Hi Mechanic-ians - welcome back to another of our exciting blog posts!
Its has been a little time between post (which is naughty!) but for the sake of keeping our thinking good - we won't let it dampen our enthusiasm : )
In fact, it is good that we have waited as it allowed the Chief to get this idea for the blog post which he received from none other than his eleven year old daughter.
We'll get straight into shall we?
So, the Chief Mechanics household consists of The Chief's wife (Mumma Mechanic) as well as three apprentices (or what are commonly known as children). Two of the Chief's children are at the age of no longer wanting training wheels on their bikes. They want to "ride it by ourselves!!!!". So, across the safe residential streets of Burleigh Heads, Australia, the Chief patiently teaches one of his children to start riding a bike unsupported. As many parents know this is a process which involves many unknowns. This is especially true when it comes to the length of time it will take the little person to actually achieve their status of unsupported bike riding ability.

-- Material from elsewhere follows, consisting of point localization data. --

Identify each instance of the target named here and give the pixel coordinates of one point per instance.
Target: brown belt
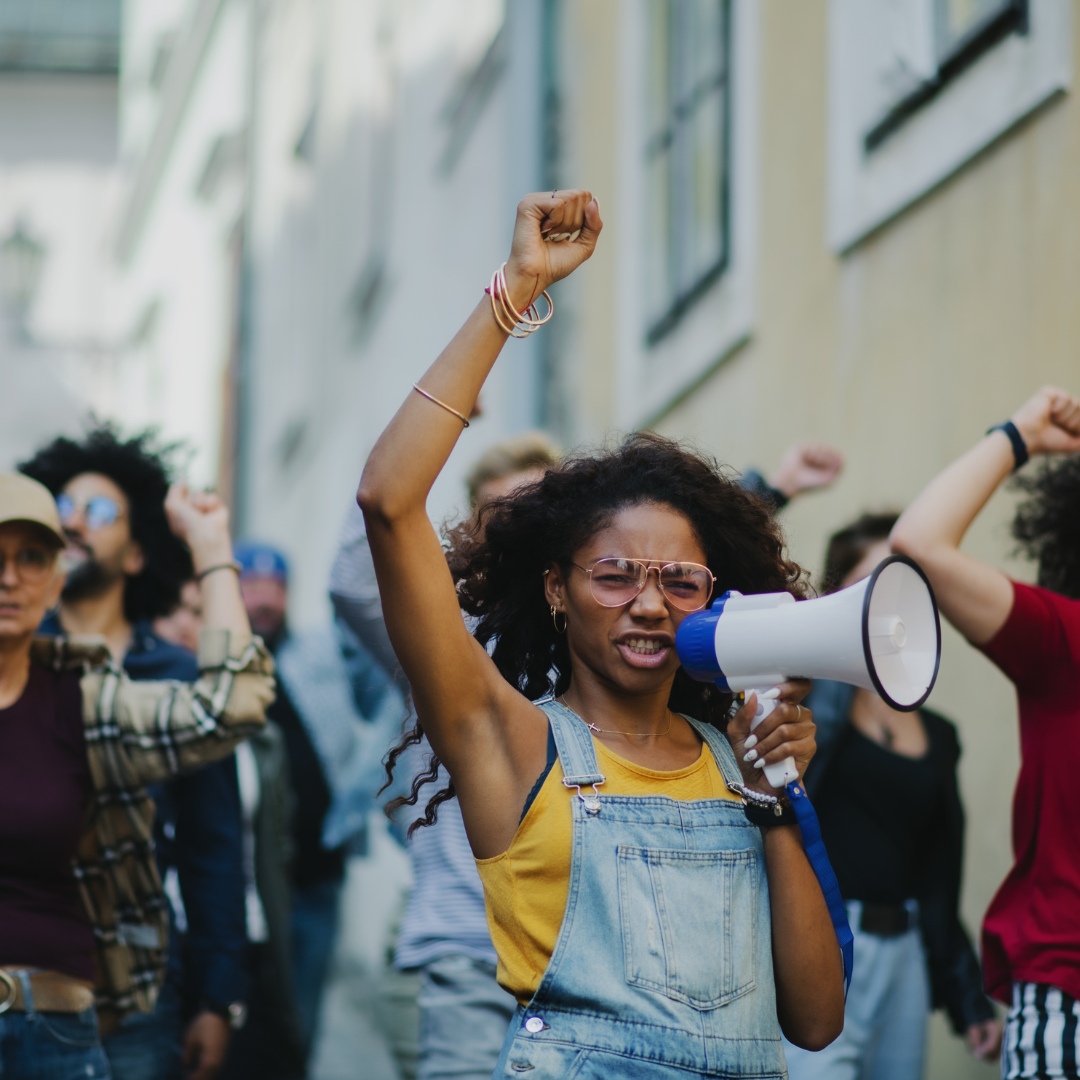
(51, 990)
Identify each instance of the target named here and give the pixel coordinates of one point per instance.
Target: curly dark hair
(1048, 524)
(498, 558)
(848, 545)
(142, 470)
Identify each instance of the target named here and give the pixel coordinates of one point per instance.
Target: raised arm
(976, 598)
(467, 709)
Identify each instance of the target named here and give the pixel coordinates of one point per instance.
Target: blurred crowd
(205, 903)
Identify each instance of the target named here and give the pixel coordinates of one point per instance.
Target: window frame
(651, 379)
(997, 91)
(686, 298)
(1011, 17)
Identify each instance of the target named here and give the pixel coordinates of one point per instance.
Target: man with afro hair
(125, 568)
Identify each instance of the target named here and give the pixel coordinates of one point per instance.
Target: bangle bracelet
(219, 566)
(449, 408)
(520, 324)
(1020, 447)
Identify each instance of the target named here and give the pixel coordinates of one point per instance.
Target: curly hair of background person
(498, 558)
(143, 471)
(1048, 524)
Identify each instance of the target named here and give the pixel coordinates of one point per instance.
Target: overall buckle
(591, 802)
(12, 989)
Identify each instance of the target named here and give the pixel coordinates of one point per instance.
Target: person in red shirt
(1031, 930)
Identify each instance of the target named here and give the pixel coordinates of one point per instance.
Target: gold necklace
(611, 731)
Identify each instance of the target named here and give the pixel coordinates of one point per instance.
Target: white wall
(58, 178)
(380, 81)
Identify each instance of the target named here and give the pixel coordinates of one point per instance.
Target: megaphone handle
(781, 773)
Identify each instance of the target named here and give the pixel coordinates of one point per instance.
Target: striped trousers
(1042, 1034)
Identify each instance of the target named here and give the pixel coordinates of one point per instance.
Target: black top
(880, 818)
(313, 863)
(931, 873)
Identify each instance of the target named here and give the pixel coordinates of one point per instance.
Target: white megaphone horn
(881, 634)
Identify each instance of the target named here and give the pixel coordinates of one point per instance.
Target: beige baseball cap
(23, 499)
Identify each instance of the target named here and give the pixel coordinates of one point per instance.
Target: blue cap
(259, 559)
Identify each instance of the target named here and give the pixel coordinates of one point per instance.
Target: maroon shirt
(1031, 930)
(44, 794)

Day 1 of lessons complete - proved by the Chiefs sore lower back. Although some major improvement and milestones were reach - still - the unsupported status was not quite achieved by the young apprentice mechanic. We went to bed with high hopes for the next day.
Who's the boss?!
"Dad?! Can I help to teach my sister to ride her bike?" says the eldest apprentice the next morning. "Sure, but be careful". Now - I must confess something now. A chink in the armour, so to speak. I doubted. I thought - "well, they can have a go but I know I will be out there soon enough". How wrong I was...or should I say - how incorrect my thinking was.
I didn't hear the kids in the street so I went out to check all was well. In the distance I saw my little daughter unsupported screeching with joy that she was "riding my bike!!!!!!!". I-couldn't-believe-it.

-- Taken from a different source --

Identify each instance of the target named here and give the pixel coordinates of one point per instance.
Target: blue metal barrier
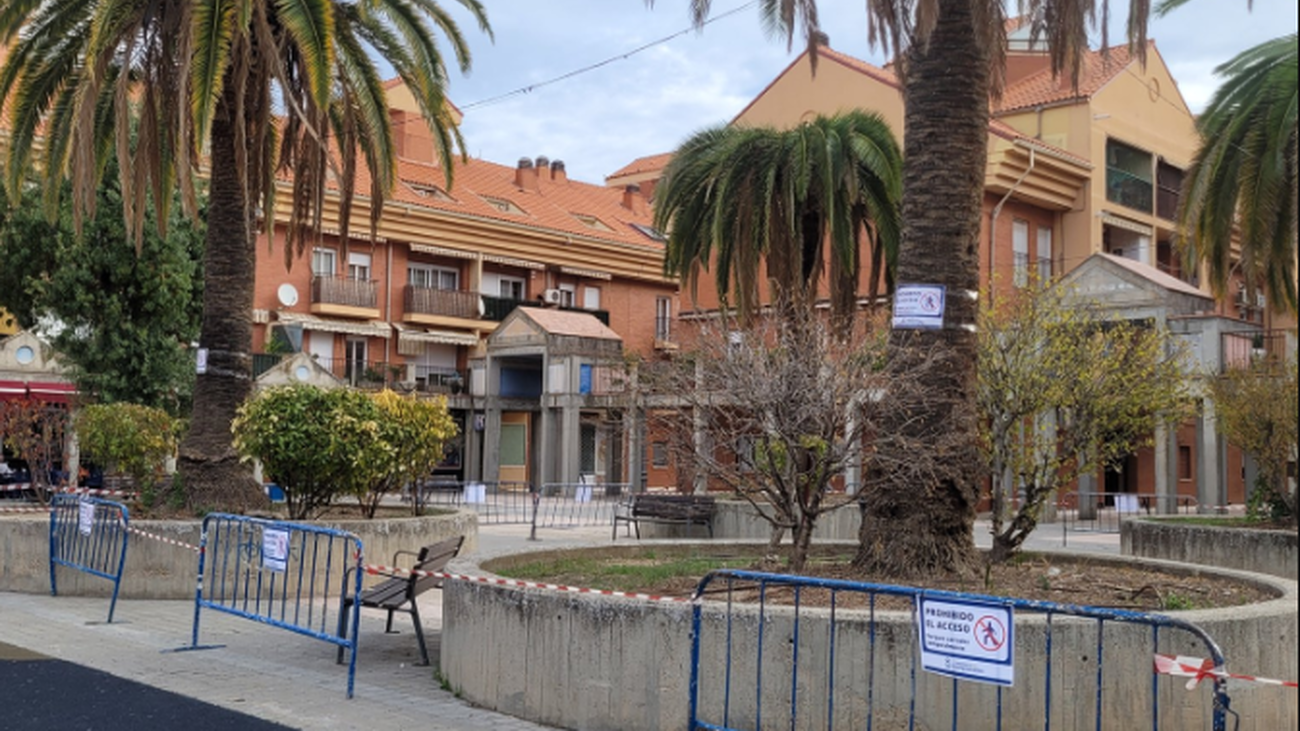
(762, 658)
(89, 535)
(281, 574)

Both my daughters came hurtling towards me with massive grins on their faces having reached their own respective achievements.

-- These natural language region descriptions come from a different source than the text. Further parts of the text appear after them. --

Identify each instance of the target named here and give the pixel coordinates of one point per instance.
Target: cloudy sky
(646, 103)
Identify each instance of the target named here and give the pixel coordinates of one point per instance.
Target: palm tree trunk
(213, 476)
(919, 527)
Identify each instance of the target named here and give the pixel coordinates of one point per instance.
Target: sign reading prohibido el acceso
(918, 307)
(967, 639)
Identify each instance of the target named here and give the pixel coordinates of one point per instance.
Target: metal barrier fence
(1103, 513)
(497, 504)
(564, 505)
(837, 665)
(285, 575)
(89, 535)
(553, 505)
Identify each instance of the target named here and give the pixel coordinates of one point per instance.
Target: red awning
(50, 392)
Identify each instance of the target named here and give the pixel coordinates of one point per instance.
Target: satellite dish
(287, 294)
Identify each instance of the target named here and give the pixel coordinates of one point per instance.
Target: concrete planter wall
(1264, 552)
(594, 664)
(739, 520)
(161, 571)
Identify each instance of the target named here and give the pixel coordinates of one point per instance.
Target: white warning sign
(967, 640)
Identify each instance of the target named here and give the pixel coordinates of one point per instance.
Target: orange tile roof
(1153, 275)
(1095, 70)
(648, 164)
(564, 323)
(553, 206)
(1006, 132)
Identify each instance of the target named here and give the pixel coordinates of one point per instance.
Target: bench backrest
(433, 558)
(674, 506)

It was my eleven year old daughter that provided the inspiration for this post and gave me a real nugget of motivation.
"...well, I thought of how I could motivate her to ride her bike..." explains my eldest. "I realised that the bike was being the boss of her...and I know she doesn't like being bossed around..." This is absolutely true may I add. "So, I said to her...do you like the bike being the boss?!" which my younger daughter answers "No-I-don"t" My eldest daughter responded by saying the only thing one could say at this point "well, you are the boss of the bike...be the boss!". This was obviously quite a revelation for my youngest daughter. She immediately straighten her back, put her foot on the peddle and preparing to launch saying with determination "I am the boss of the bike!" With that...rode off, unsupported, for the first time in her 6 year existence. Magic.
So, whats the point?
Well, simply put - who is the boss of your bike - if we are using bike here as a metaphor for your thinking/thoughts? Does the bike rule you or are you ruling the bike?
We are, on this occasion, not talking about "mind over matter" but instead the parallel of having dominion (control over/of) our thinking and the way we learn to perform tasks such as riding a bike. For many, our thoughts have the capacity of making as become "off-balanced". We can allow our thoughts to makes us feel angry, frustrated, hopeless and the list goes on. Like a bike seems to just "lose control" when we are trying to ride it for the first time we can, with time, tame the bike and bring it under our control...we can have dominion over it. The same applies to our thoughts. We can be the "boss-of-our-thoughts". To tame our thoughts we need to go through the same training as we do when we first learnt to ride a bike. We need the mental equivalent of training wheels. Partly, that is what Thinking Mechanics is here to provide. Training wheels for your thinking. The goal is that we all say to our thinking "I want to do it by myself!" - freedom exists in this place.